Hanging by a Thread
Page 2
My desperately-needs-a-trim layered hair crackles like a miniature electrical storm around my head. My Telly Monster imitation. This does not stop Jock from grabbing me, plastering his (not exactly impressive) crotch against my hip and planting a big, sloppy kiss on my cheek. Then he’s off to do what a draper’s gotta do. I hope, for his sake, he got more out of our little encounter than I did.
Oh, Giaccomo Andretti’s basically harmless, his lothario complex notwithstanding. He’s just a bit doughy and married for my taste. And his view of his skills as a draper is a tad skewed. Jock sees himself as a world-class pattern maker. That he hasn’t draped an original pattern since Dinkins was mayor is beside the point.
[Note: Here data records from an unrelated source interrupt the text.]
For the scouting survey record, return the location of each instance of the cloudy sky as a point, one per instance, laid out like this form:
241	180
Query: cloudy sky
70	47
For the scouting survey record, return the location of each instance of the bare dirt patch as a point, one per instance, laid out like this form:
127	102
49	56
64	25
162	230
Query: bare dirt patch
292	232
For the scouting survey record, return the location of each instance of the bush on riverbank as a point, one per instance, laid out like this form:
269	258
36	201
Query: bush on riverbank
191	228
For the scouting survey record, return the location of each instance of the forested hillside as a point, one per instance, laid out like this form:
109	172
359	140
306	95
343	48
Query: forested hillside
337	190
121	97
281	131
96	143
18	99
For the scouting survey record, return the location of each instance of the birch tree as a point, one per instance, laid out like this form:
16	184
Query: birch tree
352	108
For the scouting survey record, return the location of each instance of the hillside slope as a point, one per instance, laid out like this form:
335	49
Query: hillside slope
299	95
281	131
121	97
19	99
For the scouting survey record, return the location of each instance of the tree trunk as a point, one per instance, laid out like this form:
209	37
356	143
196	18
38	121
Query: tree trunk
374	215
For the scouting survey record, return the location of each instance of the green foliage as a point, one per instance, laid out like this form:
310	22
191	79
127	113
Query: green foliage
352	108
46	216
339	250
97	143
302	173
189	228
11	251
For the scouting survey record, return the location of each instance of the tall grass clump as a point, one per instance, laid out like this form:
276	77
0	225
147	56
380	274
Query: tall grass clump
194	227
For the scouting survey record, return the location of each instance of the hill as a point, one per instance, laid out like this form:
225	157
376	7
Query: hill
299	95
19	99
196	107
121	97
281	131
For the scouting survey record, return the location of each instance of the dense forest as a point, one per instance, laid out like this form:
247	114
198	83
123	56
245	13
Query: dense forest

Not that the Versace will be recognizable once its progeny have Nikky’s label in them. She’s not stupid. The lapel will be wider or narrower or ditched altogether; the skirt will be longer or shorter or slit up the back if this one’s slit up the sides; the fabric will be a print if this one’s a solid or solid if this one’s a stripe, silk instead of linen, a fine wool instead of gabardine.
In other words, this so-called “designer” doesn’t have an original idea rattling around underneath her Bucks County Matron silver pageboy. Her “classic” fit is derived from, quite simply, other designers’ slopers.
Yep. By three o’clock this afternoon, Jock will have carefully dissected the Versace and traced the pattern from it. By noon tomorrow, Olympia, Jock’s best seamstress, will have so carefully reconstructed it no one will ever know it was apart. And by the next morning, I will have returned said suit to the salesgirl, with the sorrowful explanation my sister didn’t like it, after all.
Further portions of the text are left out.